Little wonder that write-offs related to real estate have soared. Sun Microsystems took a charge of $365 million related to surplus real estate, while Nuance Communications has a lease loss that may total $69 million over the next 10 years. Such decisions, explains Robert Willens, managing director at Lehman Bros., reflect "that the real estate is unproductive and permanently impaired, and is carried on the books in amounts unrealistic given the [real estate] market and the company's ability to use the space."

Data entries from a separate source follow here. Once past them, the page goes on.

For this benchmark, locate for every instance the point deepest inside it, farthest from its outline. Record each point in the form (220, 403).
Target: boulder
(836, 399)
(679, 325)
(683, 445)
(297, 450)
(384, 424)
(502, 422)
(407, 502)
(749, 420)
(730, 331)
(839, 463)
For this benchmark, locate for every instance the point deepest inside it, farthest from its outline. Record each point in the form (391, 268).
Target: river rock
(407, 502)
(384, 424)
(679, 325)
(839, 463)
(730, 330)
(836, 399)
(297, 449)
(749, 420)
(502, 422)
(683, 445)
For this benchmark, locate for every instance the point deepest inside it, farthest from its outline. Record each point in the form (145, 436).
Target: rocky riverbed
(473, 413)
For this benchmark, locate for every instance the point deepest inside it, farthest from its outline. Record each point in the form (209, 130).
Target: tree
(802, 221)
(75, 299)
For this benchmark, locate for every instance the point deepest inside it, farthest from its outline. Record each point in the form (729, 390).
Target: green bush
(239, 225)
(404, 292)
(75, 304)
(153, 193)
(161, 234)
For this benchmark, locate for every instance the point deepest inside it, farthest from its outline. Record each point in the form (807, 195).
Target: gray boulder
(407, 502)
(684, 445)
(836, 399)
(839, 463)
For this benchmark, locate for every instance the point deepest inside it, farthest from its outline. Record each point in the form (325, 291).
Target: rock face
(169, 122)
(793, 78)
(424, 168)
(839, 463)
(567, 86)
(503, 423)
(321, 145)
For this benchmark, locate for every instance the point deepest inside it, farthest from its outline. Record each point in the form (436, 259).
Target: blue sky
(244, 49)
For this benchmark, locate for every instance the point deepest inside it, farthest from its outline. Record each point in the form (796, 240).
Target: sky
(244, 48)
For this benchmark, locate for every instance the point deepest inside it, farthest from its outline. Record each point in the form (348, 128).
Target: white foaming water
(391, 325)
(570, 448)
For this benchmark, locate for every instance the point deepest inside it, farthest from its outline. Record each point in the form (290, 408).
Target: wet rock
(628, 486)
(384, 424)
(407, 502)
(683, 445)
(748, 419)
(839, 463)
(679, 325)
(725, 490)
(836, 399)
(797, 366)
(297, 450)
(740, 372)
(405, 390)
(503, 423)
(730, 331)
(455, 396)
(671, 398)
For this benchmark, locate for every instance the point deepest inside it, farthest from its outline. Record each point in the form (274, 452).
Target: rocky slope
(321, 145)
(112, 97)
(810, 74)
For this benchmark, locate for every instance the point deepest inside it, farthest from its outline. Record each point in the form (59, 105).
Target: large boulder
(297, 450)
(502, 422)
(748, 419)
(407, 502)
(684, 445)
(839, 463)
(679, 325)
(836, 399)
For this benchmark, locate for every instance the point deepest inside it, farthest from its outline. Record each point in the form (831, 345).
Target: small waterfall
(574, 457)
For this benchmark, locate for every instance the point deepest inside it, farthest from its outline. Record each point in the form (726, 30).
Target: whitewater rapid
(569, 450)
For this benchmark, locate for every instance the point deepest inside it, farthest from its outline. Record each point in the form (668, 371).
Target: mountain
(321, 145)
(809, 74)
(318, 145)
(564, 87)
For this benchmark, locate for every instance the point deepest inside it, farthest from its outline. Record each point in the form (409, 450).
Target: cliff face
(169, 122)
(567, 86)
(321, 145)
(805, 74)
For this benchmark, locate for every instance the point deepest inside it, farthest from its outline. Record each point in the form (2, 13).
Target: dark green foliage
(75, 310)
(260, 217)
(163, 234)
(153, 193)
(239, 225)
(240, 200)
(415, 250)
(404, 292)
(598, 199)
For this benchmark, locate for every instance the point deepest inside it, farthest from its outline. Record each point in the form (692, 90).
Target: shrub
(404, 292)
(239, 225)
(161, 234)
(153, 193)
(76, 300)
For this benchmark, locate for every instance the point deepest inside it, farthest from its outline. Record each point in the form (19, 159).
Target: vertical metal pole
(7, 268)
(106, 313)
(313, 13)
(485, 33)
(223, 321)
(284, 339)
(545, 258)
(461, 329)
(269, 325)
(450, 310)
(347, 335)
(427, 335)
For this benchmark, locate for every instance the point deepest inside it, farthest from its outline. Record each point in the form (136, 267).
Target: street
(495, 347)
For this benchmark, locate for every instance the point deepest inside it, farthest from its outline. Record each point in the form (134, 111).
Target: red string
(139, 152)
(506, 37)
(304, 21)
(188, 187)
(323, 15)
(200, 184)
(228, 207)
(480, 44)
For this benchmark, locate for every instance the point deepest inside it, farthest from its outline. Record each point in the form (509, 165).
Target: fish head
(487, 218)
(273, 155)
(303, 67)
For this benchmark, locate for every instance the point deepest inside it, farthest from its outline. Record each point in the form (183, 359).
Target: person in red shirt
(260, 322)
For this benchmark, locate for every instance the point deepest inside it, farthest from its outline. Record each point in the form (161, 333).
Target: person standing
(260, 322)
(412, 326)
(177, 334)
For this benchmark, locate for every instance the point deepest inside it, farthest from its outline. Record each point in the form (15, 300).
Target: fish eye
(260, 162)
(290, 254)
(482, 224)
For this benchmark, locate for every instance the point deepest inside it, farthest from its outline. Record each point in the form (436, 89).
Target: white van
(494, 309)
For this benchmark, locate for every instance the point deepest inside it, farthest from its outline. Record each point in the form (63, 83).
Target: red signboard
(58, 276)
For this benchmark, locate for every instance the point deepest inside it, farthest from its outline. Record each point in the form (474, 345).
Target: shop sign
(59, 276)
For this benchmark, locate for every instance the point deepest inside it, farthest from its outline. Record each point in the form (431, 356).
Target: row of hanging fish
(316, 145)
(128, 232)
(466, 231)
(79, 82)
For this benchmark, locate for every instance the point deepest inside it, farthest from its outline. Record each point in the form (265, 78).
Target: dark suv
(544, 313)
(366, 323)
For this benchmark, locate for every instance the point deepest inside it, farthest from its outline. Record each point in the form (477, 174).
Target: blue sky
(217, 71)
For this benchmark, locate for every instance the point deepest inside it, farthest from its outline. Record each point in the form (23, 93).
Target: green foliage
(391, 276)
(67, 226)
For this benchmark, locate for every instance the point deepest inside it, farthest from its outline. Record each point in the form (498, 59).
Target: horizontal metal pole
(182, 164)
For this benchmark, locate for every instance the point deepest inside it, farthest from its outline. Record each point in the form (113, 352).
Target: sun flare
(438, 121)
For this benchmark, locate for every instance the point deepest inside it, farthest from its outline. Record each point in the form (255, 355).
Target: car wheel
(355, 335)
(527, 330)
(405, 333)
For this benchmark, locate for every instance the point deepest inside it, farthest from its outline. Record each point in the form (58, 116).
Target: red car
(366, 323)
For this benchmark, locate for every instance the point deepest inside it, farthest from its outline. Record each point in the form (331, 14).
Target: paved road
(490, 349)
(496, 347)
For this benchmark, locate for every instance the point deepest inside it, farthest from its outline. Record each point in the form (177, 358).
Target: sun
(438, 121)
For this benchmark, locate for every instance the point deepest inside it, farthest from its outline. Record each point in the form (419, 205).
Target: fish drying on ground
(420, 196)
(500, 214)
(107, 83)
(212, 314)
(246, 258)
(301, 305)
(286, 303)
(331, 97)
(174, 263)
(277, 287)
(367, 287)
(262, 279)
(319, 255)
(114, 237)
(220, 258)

Some companies view write-offs as the easiest way to deal with that inability. But rather than go that route, Cisco Systems Inc., The Boeing Co., and others are thinking outside the cubicle to solve their excess real estate problems. Strategies range from donating buildings to dickering with local communities over zoning regulations to doing what Cisco recently did with 150,000 square feet of unused space in San Jose, California. "We bundled in our own IP technology to make the space more attractive," says Cisco spokeswoman Sandra Wheatley.
Vast Wasteland
Sweetening the deal often makes the difference in this market, which has no shortage of prospective buyers. "These days there's a flight of capital from equity to real estate, which is yielding between 7.5 percent and 11 percent — a hell of a lot better than the stock market," says Michael Silver, president of Equis Corp., a Chicago-based real estate advisory services firm. Moreover, says Harold Bordwin of Keen Consultants, headquartered in Great Neck, New York, when the last real estate crunch occurred 10 years ago it was accompanied by a credit crunch. "That isn't the case today."
The solution, therefore, often becomes creating the right deal with the right tenants. Take Boeing. The Chicago-based aerospace giant has operations in 26 states and a 115-million-square-foot portfolio of office, industrial, and warehouse space. Of this, the company estimates a surplus of 20 percent, courtesy of numerous acquisitions.

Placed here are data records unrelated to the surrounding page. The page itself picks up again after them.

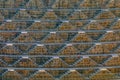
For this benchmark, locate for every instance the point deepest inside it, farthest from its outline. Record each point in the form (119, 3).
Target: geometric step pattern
(59, 39)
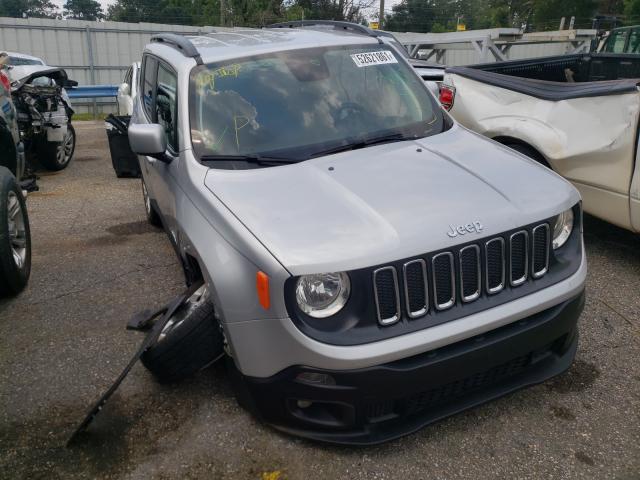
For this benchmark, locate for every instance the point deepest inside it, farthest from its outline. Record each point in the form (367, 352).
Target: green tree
(348, 10)
(83, 10)
(28, 8)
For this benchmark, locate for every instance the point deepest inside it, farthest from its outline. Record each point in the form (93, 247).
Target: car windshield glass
(18, 61)
(301, 103)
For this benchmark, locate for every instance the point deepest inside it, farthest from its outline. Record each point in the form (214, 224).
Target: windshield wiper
(251, 158)
(363, 143)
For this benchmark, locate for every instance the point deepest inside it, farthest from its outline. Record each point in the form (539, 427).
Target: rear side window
(147, 84)
(615, 43)
(633, 46)
(167, 105)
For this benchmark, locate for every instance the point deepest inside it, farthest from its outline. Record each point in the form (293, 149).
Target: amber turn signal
(262, 287)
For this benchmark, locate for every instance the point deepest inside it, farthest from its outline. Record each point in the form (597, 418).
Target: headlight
(324, 294)
(562, 228)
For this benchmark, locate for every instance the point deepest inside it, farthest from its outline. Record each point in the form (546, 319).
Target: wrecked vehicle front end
(44, 116)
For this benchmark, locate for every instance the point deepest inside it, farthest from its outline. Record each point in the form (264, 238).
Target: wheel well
(7, 149)
(192, 270)
(531, 151)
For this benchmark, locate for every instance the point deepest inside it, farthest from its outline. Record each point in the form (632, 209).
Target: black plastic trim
(512, 76)
(339, 411)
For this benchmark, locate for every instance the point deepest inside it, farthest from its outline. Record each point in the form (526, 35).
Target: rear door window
(615, 43)
(148, 83)
(166, 105)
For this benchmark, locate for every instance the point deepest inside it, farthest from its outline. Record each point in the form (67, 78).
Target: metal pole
(92, 71)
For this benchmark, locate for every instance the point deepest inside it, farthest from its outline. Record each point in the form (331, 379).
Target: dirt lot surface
(96, 262)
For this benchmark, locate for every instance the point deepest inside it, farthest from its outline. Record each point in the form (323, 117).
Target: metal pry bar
(149, 340)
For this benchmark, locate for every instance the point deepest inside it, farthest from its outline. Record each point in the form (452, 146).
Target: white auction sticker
(373, 58)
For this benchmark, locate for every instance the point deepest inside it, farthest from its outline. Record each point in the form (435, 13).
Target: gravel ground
(96, 262)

Part of that surplus is an empty 2.5-million-square-foot factory in Torrance, California, inherited from McDonnell Douglas. Initially, Boeing Realty Corp. president Phil Cyburt looked to sell the building and the 170 acres upon which it sat to a real estate developer. Then, he says, "I realized there was a political element that a developer would not appreciate. We were transitioning property that once represented significant employment for the community. A developer can come in, tie up the land, and become your voice, speaking about the property on your behalf to the media, the municipality, and the community — a potential PR debacle if you're a large employer in the state, which we are."

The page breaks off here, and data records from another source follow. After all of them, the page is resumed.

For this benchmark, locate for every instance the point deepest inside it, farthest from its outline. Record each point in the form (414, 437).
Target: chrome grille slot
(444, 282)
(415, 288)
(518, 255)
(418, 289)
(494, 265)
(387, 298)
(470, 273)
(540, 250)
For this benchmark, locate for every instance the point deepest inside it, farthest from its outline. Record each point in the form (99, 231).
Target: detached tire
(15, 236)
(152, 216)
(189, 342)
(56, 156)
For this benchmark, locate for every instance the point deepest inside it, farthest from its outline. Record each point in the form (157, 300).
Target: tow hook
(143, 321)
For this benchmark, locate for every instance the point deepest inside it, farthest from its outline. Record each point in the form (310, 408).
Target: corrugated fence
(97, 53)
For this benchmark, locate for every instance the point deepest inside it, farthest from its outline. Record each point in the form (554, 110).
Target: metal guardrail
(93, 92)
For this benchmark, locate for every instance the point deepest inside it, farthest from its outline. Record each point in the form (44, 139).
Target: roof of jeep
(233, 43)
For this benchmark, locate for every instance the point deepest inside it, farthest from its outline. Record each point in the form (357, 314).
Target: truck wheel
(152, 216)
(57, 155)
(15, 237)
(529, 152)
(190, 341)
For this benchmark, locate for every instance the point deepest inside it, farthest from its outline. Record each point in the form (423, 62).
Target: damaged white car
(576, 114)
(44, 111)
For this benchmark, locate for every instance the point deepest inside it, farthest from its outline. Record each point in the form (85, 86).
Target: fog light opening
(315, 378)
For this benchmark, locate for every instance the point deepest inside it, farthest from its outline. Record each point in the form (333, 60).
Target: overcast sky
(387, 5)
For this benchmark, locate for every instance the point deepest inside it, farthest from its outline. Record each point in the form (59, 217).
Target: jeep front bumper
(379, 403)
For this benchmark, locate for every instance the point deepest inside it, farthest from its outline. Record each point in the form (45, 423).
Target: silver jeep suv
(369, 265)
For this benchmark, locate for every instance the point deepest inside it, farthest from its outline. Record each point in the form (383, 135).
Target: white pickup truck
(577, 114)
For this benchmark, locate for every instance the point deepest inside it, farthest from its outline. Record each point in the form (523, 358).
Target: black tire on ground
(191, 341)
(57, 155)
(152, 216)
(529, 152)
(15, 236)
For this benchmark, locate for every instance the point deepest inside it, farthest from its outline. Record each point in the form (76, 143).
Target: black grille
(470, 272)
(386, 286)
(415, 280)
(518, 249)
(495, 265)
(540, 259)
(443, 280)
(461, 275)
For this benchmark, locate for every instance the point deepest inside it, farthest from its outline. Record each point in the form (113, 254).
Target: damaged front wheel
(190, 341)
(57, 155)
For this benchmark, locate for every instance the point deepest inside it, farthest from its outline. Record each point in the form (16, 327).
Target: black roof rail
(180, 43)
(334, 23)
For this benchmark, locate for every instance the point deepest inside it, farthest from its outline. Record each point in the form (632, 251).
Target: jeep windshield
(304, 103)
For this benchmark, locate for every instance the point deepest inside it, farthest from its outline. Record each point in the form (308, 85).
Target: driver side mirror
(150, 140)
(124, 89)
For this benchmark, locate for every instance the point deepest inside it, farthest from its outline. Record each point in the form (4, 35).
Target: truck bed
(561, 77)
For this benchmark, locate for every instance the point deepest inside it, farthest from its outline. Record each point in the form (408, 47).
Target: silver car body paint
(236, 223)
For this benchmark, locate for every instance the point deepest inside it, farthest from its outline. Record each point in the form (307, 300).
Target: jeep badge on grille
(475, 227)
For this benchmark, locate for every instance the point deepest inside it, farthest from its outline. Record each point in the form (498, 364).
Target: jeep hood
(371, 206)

So Cyburt took matters into his own hands. "I worked with the city to negotiate development rights — basically the right to rebuild the plant for multiple-tenant commercial development," he says. "We had to measure the impact on the environment, traffic, noise, and air quality before receiving the OK. We also took care of environmental remediation and cleanup issues for the soil and groundwater, and built additional infrastructure on the property for all utilities." Overall, Boeing spent more than $60 million during the last seven years transitioning the site and facilities directly to corporate users. Cyburt estimates the company earned more than $25 million in net profit through the disposition.